2001 novel by Brad Meltzer

The First Counsel is a 2001 novel written by Brad Meltzer about a young White House attorney who becomes ensnared in a deadly conspiracy after he gets close to the president's daughter. It is because of the First Daughter that he is accused of a murder he did not commit. Only with her help is he able to clear his name.

According to WorldCat, the book is in 2153 libraries.

== Plot ==
Nora Hartson, the daughter of the President of the United States, is code-named Shadow by agents of the Secret Service. A young White House attorney, Michael Garrick, begins dating her. Michael thinks he can handle the world where Nora's closest wear earpieces and carry guns, where his every move is watched, and in which his girlfriend's father is the most powerful man alive. However, when one night he and Nora unintendedly witness a scene they shouldn't have, are stopped by police with a suspicious amount of cash in Michael's car, and he later ends up accused of murdering Caroline Penzler, a fellow White House worker, he has to embark on a quest to prove his innocence.

Amidst a fierce reelection campaign by President Hartson, and amidst the FBI investigation launched after Penzler's murder, Michael is supported by his friends and coworkers Trey Powell and Pam Cooper, and somewhat too by Nora herself. This cooperation makes Michael and Nora's relationship closer, thanks to which Michael also gets to know some of the rumors in the press about Nora's use of drugs are true, and decides to help her to stop using drugs. As days pass, Nora brings Michael's situation into the knowledge of Lawrence Lamb, a senior advisor of President Hartson, and a longtime friend of his, who decides to start helping Michael, out of gratitude for him having helped Nora.

After receiving a note where a "P. Vaughn" urges him to rendezvous and talk, Lamb brings to Michael's attention that a drug dealer with a criminal record by the name "Patrick Vaughn" had been at the Eisenhower Executive Office Building, next to the White House, where Michael and Penzler both worked, at the same time of the events leading to Caroline's death. Vaughn's entrance is allegedly authorized by Michael. Upon meeting with Vaughn, Michael discovers Vaughn was made to go to the EEOB in mysterious circumstances that made him a suspect of carrying out the murder, but without him having committed it either.
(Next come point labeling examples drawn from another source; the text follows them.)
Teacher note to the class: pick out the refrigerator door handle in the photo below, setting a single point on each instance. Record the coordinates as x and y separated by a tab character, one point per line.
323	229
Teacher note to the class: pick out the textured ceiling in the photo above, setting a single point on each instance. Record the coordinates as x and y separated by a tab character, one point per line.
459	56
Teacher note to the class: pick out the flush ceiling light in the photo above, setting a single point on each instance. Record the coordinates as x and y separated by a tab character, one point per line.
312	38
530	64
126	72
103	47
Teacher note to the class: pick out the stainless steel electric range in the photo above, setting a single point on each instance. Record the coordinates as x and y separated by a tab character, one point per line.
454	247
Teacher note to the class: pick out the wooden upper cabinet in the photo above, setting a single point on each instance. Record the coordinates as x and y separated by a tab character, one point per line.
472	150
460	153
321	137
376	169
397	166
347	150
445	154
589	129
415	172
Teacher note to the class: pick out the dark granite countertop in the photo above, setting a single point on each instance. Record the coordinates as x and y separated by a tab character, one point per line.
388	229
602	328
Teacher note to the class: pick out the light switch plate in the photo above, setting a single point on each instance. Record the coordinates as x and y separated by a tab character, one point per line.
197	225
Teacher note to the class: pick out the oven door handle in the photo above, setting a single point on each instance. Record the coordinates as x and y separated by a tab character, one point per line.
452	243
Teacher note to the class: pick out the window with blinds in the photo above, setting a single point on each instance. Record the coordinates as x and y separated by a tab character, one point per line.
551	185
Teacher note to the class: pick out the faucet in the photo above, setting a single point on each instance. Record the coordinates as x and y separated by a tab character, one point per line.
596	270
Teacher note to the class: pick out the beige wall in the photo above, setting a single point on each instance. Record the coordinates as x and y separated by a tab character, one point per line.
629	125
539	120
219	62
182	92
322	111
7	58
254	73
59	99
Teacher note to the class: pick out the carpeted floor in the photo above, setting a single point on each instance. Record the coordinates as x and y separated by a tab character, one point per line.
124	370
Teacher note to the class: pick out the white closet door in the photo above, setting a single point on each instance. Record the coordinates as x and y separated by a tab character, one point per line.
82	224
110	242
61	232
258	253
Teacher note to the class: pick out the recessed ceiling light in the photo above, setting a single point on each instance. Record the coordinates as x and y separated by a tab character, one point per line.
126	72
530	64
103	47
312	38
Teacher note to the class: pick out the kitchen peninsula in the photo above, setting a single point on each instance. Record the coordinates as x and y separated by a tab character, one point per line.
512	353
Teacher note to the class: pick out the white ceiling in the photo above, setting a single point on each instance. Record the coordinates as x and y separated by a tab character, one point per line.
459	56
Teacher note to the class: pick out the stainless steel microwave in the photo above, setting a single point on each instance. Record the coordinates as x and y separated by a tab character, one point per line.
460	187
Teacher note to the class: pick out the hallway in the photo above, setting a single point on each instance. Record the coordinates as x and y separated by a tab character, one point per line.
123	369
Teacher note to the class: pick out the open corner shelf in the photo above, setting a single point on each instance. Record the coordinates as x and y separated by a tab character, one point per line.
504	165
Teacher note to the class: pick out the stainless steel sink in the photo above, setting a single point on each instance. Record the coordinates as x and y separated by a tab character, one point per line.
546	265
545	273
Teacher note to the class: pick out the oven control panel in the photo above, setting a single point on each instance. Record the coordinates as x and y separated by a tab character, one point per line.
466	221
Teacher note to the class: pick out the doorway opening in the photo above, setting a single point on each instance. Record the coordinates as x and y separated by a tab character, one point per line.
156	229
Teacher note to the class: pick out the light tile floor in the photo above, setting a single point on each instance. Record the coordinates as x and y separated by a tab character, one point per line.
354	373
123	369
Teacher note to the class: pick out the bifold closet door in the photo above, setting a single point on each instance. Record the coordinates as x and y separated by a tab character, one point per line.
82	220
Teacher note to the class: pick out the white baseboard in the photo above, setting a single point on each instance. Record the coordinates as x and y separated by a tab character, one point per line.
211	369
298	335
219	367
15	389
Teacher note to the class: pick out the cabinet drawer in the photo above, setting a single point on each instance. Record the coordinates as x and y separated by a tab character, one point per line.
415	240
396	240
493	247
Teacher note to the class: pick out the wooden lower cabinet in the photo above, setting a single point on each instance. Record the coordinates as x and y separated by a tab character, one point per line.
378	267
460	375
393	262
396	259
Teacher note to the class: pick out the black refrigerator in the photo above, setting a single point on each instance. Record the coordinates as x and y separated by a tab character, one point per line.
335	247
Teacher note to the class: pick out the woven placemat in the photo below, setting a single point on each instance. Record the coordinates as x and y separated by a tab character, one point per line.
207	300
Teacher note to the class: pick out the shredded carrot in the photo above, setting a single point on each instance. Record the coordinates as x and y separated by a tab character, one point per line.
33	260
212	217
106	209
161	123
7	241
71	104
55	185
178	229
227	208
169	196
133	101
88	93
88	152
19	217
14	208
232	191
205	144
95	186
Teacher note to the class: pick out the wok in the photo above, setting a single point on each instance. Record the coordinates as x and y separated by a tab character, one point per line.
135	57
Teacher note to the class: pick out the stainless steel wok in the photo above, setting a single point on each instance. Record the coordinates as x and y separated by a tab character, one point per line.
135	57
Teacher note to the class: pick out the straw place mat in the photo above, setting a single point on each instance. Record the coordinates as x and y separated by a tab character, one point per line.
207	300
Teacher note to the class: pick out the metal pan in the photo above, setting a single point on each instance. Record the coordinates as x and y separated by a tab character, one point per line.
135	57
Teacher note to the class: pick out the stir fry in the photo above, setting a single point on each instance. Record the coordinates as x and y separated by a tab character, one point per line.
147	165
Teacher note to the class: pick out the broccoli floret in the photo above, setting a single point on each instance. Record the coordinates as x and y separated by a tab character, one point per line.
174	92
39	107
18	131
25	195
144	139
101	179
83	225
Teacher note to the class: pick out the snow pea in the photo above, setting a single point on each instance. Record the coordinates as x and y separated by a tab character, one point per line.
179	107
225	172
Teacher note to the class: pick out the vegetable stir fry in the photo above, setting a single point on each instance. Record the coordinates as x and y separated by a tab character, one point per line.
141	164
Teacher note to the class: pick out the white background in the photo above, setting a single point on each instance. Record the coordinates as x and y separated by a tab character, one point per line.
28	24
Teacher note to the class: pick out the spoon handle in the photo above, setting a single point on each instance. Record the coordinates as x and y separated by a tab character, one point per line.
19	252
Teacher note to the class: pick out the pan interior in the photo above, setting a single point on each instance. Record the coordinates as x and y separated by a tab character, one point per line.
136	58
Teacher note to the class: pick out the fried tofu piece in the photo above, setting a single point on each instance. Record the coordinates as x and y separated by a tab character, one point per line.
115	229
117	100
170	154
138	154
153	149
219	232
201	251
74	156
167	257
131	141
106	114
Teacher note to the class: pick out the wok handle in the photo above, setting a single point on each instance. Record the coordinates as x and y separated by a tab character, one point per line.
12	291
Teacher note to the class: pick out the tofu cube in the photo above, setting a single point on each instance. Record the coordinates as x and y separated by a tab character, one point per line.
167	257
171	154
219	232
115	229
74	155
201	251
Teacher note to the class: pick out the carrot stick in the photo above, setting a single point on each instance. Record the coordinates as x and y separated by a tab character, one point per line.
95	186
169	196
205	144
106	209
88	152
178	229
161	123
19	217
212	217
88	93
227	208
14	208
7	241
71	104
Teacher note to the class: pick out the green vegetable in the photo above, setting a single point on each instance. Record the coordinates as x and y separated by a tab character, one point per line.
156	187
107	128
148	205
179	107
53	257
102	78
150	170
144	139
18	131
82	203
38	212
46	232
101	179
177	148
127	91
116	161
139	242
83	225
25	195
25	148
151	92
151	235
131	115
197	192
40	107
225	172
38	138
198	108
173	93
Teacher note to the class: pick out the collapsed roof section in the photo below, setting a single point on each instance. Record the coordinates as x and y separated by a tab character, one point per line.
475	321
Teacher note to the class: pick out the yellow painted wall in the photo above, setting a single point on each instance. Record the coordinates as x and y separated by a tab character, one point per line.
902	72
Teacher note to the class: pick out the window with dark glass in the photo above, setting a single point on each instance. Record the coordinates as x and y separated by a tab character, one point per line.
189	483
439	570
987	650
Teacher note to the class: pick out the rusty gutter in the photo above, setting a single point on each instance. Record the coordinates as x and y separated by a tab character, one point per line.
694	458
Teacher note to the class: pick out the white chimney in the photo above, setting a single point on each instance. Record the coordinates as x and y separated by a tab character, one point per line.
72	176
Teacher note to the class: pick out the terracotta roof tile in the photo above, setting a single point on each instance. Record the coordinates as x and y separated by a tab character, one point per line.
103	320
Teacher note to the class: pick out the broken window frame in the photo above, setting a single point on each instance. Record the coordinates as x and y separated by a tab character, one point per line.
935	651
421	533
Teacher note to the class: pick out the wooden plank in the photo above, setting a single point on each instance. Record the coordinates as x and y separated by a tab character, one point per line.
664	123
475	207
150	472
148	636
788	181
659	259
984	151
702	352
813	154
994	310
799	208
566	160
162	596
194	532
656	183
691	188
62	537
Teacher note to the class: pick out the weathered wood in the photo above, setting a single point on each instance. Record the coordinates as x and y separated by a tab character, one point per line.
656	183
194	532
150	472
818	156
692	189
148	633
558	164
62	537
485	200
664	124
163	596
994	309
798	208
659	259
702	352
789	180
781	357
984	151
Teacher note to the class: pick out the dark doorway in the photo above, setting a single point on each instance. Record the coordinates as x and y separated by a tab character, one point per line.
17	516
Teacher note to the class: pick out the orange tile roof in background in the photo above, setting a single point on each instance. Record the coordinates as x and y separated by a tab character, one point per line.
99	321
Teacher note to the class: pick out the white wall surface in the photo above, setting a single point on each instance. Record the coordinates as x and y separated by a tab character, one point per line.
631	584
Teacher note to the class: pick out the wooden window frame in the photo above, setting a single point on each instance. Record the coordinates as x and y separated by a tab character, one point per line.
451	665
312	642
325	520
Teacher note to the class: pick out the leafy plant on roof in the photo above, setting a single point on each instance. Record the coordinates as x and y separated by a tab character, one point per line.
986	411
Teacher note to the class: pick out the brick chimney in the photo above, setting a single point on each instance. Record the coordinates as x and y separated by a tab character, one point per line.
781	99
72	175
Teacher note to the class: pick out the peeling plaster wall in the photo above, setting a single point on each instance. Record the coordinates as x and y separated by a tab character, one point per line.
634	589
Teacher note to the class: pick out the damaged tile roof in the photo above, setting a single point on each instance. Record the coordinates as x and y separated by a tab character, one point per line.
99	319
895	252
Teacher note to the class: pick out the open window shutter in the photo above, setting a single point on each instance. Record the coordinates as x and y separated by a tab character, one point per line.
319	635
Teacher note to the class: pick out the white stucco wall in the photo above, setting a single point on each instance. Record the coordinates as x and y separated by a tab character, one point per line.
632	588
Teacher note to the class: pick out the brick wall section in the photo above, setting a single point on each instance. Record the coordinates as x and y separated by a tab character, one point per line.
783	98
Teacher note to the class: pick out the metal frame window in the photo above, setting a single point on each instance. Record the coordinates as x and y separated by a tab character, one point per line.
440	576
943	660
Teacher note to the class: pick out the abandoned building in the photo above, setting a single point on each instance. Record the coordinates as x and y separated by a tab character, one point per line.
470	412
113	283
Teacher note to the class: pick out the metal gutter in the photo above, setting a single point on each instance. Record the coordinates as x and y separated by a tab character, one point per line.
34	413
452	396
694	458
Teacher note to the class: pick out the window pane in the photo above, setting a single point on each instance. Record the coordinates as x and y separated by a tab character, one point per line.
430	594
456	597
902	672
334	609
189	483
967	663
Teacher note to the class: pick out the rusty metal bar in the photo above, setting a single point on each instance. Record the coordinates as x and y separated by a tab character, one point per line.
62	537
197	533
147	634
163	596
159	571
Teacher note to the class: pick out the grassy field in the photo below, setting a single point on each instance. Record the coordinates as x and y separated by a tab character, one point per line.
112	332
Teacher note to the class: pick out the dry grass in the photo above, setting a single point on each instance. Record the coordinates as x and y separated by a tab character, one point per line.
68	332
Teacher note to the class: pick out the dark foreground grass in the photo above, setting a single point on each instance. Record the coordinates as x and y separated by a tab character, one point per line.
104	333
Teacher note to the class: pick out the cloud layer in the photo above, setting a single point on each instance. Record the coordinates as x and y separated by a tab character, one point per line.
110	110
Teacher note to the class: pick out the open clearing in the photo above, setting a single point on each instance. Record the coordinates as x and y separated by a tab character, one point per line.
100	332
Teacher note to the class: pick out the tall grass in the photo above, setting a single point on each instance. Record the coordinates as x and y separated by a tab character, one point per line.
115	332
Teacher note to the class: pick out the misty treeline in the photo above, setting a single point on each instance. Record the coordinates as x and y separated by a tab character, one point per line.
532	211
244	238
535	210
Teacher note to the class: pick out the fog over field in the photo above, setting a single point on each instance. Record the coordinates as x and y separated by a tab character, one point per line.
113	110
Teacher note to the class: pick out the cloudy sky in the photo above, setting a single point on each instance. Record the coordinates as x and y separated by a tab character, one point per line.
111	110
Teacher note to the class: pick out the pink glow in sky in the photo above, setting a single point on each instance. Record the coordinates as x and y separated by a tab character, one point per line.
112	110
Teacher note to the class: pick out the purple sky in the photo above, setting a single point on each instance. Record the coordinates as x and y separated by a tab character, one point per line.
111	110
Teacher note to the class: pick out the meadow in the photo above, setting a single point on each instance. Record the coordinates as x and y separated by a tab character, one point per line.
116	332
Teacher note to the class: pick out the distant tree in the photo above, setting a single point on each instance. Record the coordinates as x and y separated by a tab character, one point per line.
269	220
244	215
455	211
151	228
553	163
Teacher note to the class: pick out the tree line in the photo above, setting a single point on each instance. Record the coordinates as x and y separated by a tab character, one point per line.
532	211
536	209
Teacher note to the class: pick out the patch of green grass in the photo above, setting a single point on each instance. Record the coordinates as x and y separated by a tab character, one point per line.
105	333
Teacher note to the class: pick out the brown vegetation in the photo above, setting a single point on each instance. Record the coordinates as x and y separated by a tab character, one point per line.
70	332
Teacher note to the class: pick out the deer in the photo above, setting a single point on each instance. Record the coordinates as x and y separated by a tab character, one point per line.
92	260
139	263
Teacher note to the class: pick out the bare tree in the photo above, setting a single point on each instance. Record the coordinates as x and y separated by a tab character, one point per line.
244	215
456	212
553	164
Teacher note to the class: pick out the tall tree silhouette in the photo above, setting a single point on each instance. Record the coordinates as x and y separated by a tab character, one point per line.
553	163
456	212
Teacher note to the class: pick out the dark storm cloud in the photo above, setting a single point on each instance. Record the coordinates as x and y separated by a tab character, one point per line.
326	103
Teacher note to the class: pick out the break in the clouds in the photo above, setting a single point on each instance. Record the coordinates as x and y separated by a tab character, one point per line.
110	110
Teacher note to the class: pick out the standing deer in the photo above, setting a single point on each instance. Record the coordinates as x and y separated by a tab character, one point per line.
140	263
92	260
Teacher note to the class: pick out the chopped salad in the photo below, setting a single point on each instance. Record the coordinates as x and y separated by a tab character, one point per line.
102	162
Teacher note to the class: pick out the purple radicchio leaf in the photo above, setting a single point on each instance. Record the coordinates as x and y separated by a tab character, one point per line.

When Vaughn later invites Michael to have a second meeting at a hotel, alleging to have important information, Michael goes, but finds Vaughn dead with a shot to his forehead.

After this, the FBI releases information about the case to the press, which prompts Michael to flee, starting a district-wide manhunt that also expands to nearby states of Virginia and Maryland. Michael disappears and then, with Nora's help, reappears undetected at the EEOB the next day. When he finds many of the folders that had been in Penzler's office, Nora finds him, and he learns that Lamb was the mastermind after all of the events, and also that he had made Nora addicted to drug use since her childhood, using this to blackmail and sexually abuse her. Lamb discovers them, and, with a gun, tries to force Nora into burning the papers incriminating him, but after she hesitates and attacks him instead, Lamb shoots Michael, wounding him, and later tries to shoot him again to kill him, at which Nora gets in the way, saving Michael, but being killed instead. As a glass panel over which Lamb was, collapses, Lamb falls to his death.

After Nora's and Lamb's deaths, Michael's innocence is proven, but he decides to leave the White House.